Estos pensamientos eran los que ocupaban la mente de Lázaro en los días que siguieron a la partida de Clara. Cuando su determinación se hizo firme, vio con entusiasmo que su inteligencia adquirió más vigor, y su pecho más osadía. Parecíale que su voz era capaz de emitir los más profundos, los más calurosos, los más verdaderos acentos en defensa de los nobles principios de la época; le parecía que nada igualaba a su facilidad de expresión, a su lógica terrible, a su frase pintoresca y expresiva. En lo más callado de la noche, cuando en parajes solitarios se entregaba a sus meditaciones, se oía, se estaba oyendo. Una voz elocuente resonaba dentro de él, y mudo y reconcentrado asistía a las maravillas e internas manifestaciones de su propio genio. Era auditorio de sí mismo, y le parecía que jamás había tenido el verbo humano frases más bellas, lógica más segura, entonación más vigorosa.
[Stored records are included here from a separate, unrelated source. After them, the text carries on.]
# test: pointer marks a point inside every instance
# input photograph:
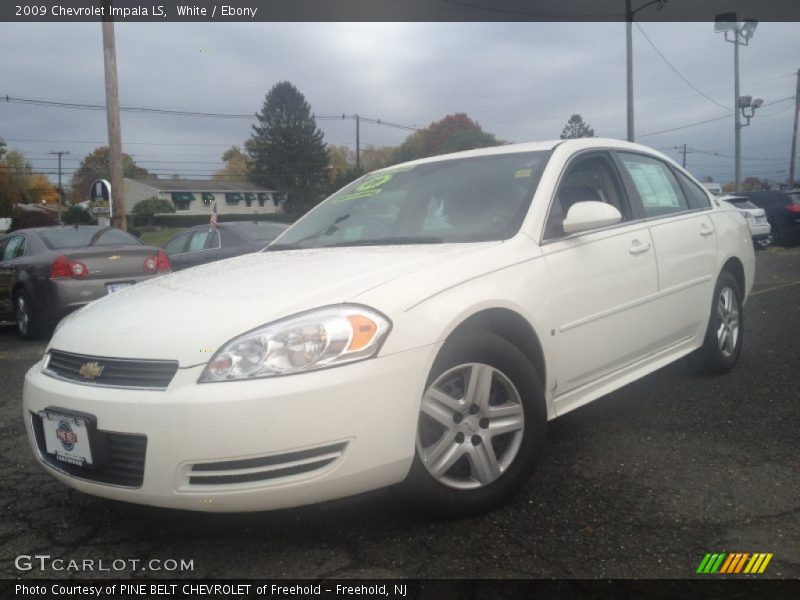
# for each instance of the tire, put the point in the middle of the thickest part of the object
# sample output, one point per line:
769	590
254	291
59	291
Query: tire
25	316
475	450
725	332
Se aplaudía; le parecía que en torno suyo multitud infinita de sombras aglomeradas le aplaudían también; que resonaba un intenso palmoteo, cuyo fragor llenaba toda la tierra.

De vuelta a su casa dormía, y durante el sueño continuaba resonando en su cerebro la misma voz que hacía estremecer miles de corazones; que llevaba el entusiasmo o el espanto a ejércitos enteros de ciudadanos; y entonces se le figuraba que dentro de su ser había una misteriosa entidad sonora, un espíritu locuaz, que sostenía constantemente allá en su profundo núcleo la más brillante y enérgica peroración.

Lázaro tenía el genio de la elocuencia. Él lo conocía: estaba seguro de ello. Cada día que pasaba sin que un gran auditorio le escuchara, le parecía que se perdían en el vacío y en el silencio de un desierto aquellas voces admirables que sentía dentro de sí. No había tiempo que perder.

Dijo a su abuelo que se iba a Madrid. El pobre viejo se puso a llorar, y dijo entre sollozos y babas que aquella resolución era muy grave y convenía meditarla.

«¿Y qué vas tú a hacer allá? -decía después, queriendo aparecer incomodado-: ¡tienes una letra tan mala!...».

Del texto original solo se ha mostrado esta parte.